The Ulster Garden Project

The Ulster Garden Project

436 Potatoe batteries lighting Peace, an exchange between Derry and Dublin.
In 2016 and 2017 I visited Dublin, Belfast and London-Derry to research on the Northern Irish conflict in the hope to gain more understanding on conflicts and set up a series of works in different conflict areas.  My inspiration and commitment to this artistic project was based on the tensions in Europe which resurfaces perennially in different guises between public sentiment in one state and largely shared views in the rest of Europe.

For me, it is almost impossible to understand the Northern Ireland conflict without looking at its colonial past and the new order that was merging in Europe out of the crisis of medieval feudalism from the late 15th Century. Its economic base was a more productive and commercialised agriculture. I also reflected on a shared history of migration. Following the Great Irish Famine between 1845-51 and in Scotland the Great Highland Famine in 1840 there were waves of emigration from both countries as a result of failed potato crops. Their main food source was the humble potato that transformed in to the staple food of the poor and is embedded in the history of migration between the Americas, Ireland, Scotland and Britain.  These important historical contexts, food, migration and peace building informed the creation of the artwork ‘THIS SPACE IS FOR THE CULTIVATION OF PEACE’. 

In forming a working relationship with an autonomous organisation like Learmount Community Development Centre at Park Village that had a former existence as a Plantation or its connections to Lord Beresford and Dublin.  The first public installation of the Ulster Garden Project powered by potatoes grown in Dublin and Co’Derry does not emphasise ethnicity or differences but refocus on collectivity without the burden of historical explanations but the potential of transformation. I sought to build a transformative, storytelling narrative that reflects on Irish history as inspiration and similarly signals the reality of what PEACE is.  It is a time-consuming process of preparing the right ground, cultivating the right seeds, relying on the generosity of people and trusting the outcome.

This project is realised with the help of Common Ground, Learmount Community Development Group, The Conservation Volunteers London~Derry, Dublin City Council, The Arts Council of Ireland, Richmond Barracks.
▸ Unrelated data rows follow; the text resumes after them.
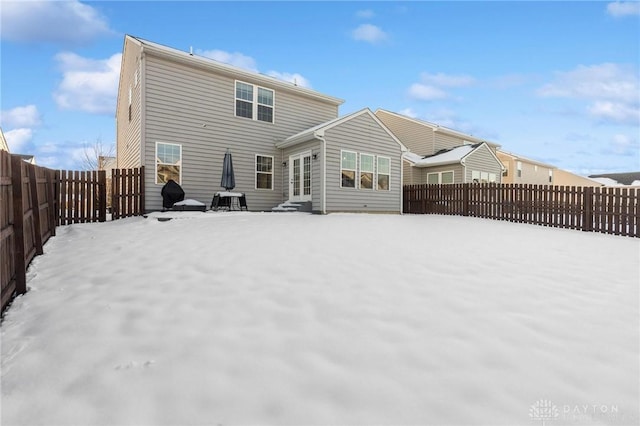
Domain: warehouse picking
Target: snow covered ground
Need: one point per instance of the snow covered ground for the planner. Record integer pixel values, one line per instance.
(298, 319)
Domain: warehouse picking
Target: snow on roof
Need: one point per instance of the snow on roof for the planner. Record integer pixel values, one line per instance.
(453, 155)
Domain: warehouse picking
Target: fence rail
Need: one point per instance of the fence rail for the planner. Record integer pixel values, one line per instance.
(597, 209)
(34, 200)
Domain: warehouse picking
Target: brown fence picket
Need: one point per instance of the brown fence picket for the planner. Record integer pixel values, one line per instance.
(593, 209)
(34, 200)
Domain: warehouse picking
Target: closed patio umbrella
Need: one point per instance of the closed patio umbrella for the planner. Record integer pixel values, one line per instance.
(228, 180)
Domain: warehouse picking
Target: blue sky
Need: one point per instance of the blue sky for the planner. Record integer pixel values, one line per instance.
(553, 81)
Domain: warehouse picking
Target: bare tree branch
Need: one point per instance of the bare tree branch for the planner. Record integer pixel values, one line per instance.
(96, 156)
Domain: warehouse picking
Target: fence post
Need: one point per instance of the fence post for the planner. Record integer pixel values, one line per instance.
(466, 187)
(102, 191)
(35, 208)
(587, 209)
(18, 224)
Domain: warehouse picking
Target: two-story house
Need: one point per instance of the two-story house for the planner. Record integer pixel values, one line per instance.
(437, 154)
(178, 113)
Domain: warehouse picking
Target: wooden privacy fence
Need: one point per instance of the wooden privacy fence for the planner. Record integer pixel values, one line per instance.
(127, 192)
(612, 210)
(34, 200)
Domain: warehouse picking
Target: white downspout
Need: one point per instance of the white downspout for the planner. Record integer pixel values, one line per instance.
(320, 135)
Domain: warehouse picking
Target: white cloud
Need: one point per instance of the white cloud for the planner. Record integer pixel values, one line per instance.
(446, 80)
(51, 21)
(611, 89)
(17, 139)
(623, 8)
(89, 85)
(240, 60)
(294, 78)
(369, 33)
(614, 111)
(604, 81)
(622, 145)
(236, 59)
(26, 116)
(365, 14)
(431, 86)
(424, 92)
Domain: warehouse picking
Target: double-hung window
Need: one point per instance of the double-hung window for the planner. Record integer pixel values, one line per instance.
(264, 172)
(254, 102)
(440, 177)
(348, 169)
(168, 162)
(384, 173)
(366, 171)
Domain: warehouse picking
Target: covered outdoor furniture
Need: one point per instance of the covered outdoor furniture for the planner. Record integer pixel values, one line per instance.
(189, 205)
(229, 201)
(171, 193)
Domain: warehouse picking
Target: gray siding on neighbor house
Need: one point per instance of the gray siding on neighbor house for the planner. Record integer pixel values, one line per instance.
(128, 132)
(418, 138)
(457, 168)
(362, 134)
(482, 160)
(194, 107)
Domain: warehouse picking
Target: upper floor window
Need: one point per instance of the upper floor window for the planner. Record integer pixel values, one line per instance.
(440, 177)
(366, 171)
(168, 162)
(384, 173)
(254, 102)
(264, 172)
(348, 169)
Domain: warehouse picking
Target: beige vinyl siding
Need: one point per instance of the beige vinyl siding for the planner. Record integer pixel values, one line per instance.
(533, 174)
(482, 160)
(565, 178)
(128, 132)
(195, 108)
(457, 168)
(314, 147)
(418, 138)
(362, 134)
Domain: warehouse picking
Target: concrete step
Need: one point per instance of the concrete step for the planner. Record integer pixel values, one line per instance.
(287, 206)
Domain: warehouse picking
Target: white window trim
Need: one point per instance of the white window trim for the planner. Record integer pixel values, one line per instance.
(272, 173)
(356, 176)
(157, 162)
(254, 102)
(440, 177)
(360, 171)
(384, 174)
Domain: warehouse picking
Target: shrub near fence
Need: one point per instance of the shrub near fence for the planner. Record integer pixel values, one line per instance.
(34, 200)
(598, 209)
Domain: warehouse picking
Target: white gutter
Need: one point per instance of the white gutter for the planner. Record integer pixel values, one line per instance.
(320, 136)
From humble potato to power source
It’s my understanding that in a deeply divided society such as Northern Ireland, ethno-nationalism need not be the driving force behind political change and outcome. Conventional wisdom suggests that there is a strong causal relationship between ethno-nationalism and political conflict. For example, Donald Horowitz opened his influential Ethnic Groups in Conflict with the claim that,‘Ethnicity is at the center of politics in not only in country after country, and is a potent source of challenges to the cohesion of states and of international tension’
Cillian Mc Grattan, argues that the narratives of ethnic antagonism in Northern Ireland is itself highly political and the use of terms such as ‘lessons’, ‘groups’ and ‘ethno-nationalism’ not only avoids the empirical facts, but also upholds a series of assumptions about whose voice should be heard and whose can be ignored. He describes how segregationists believe that the conflict is best managed through segregation of the communal groups and the consolidation into the pillars on which elites can build a settlement. Integrationists, on the other hand support the Good Friday Agreement because they believe that power-sharing will lead to the integration of the communal groups and that will consolidate peace in Northern Ireland.
Mc Grattan describes this system of relationships with four main interlocking and mutually reinforcing levels: a set of socio-cultural and ideological differences; a structure of dominance, dependence and inequality and the tendency towards communal polarisation. This structure of dominance was reproduced in the newly founded Northern Ireland and still exists today.